Frequently Asked Questions

How does Efficient handle reconfiguration overhead?

Compilers already create control flow graphs during compilation, which align well with our hardware model. The main concern is often reconfiguration—how much power it uses and how often it happens. Two things matter here:

  1. Programs have locality. The same code paths execute repeatedly.
  2. We use a distributed configuration cache. Recently used configurations stay hot, enabling fast and low-power reconfiguration.

This keeps our architecture efficient as programs execute and adapt.

How does this architecture help in ultra-low-power embedded applications?

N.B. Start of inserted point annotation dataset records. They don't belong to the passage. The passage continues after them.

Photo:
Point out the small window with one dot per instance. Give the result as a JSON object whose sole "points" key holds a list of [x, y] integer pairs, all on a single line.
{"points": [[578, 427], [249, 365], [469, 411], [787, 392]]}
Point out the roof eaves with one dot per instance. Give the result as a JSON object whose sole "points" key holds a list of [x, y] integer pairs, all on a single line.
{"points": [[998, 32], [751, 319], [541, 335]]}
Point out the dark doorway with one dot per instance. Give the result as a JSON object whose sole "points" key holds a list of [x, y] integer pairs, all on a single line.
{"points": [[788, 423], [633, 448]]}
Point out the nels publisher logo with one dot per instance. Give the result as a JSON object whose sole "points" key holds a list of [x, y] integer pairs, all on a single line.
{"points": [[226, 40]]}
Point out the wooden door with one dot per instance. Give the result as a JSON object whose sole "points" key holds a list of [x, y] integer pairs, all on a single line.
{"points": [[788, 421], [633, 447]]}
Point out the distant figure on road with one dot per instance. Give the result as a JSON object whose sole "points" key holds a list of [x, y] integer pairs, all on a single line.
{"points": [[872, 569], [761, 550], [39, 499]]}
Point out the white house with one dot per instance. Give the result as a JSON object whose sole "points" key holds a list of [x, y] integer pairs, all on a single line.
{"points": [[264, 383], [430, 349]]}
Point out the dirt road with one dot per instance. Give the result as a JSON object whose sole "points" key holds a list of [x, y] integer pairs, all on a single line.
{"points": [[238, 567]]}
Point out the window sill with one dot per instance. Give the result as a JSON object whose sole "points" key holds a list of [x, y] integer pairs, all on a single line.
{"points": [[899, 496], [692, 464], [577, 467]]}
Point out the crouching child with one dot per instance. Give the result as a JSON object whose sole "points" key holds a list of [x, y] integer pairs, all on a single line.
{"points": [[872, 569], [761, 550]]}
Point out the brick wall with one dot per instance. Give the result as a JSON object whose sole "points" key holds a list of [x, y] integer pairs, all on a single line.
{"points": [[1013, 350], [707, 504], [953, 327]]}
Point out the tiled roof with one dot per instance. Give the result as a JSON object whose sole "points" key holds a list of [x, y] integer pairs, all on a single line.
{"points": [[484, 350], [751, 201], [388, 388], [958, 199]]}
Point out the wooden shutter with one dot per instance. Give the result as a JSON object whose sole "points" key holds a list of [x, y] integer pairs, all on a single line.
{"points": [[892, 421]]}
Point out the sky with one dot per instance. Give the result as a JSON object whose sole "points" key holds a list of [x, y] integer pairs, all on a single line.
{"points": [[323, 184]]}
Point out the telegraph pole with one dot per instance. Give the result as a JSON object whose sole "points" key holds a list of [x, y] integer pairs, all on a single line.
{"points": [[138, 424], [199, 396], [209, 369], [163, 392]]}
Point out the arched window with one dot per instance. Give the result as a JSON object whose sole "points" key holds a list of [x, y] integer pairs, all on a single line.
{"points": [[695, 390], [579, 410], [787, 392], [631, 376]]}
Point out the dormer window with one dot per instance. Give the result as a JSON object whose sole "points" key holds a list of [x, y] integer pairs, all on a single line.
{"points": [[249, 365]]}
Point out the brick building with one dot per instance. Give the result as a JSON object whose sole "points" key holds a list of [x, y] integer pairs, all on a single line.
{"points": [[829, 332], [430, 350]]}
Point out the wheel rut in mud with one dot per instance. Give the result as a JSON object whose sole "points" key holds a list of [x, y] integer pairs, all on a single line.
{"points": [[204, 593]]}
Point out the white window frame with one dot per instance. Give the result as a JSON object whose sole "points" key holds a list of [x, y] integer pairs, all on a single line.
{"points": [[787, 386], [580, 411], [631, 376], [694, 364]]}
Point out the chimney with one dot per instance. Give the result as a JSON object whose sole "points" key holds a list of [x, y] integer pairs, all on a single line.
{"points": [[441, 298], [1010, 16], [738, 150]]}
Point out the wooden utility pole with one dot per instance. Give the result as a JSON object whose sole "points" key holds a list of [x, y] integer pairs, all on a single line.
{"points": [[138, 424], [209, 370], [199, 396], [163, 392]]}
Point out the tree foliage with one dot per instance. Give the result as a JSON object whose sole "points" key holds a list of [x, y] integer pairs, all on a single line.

It’s true that many embedded applications spend most of their time in sleep mode, where standby power dominates. But modern devices are changing—applications now rely on richer sensor data and more local processing.

Take a Wi-Fi door sensor: once, it only needed to detect if a door was open. Now, “smart” sensors identify humans, animals, or motion types—all without streaming video data over Wi-Fi. That requires efficient, on-device sensor fusion.

The Electron E1 is built for this new generation of embedded compute, delivering the performance needed for advanced workloads while maintaining years-long battery life.

Is the Fabric architecture asynchronous or based on Domino Logic?

The Fabric uses standard synchronous logic, not Domino Logic. However, operations fire as soon as their inputs are ready—allowing many to execute in parallel. This dataflow-style execution is sometimes described as “asynchronous firing,” since there’s no central program counter enforcing sequential order.

Is the Fabric architecture similar to a systolic array?

Both fall under spatial dataflow architectures, but they’re designed for different purposes.

  • Systolic arrays are specialized, using fixed schedules to achieve high performance on structured, repetitive tasks like matrix multiplies.
  • Efficient’s Fabric architecture is general-purpose, optimized for flexibility, performance, and energy efficiency—even on workloads with irregular control flow or memory access patterns.
How is Efficient’s compiler approach different from past “magic compiler” attempts like VLIW or Itanium?

We’ve learned from those histories. At Efficient, compiler and hardware co-design is fundamental to our process. We built a working compiler before first silicon—ensuring that software and hardware evolve together.

This tight integration lets us deliver real performance and energy gains while preserving the familiar programming experience developers expect.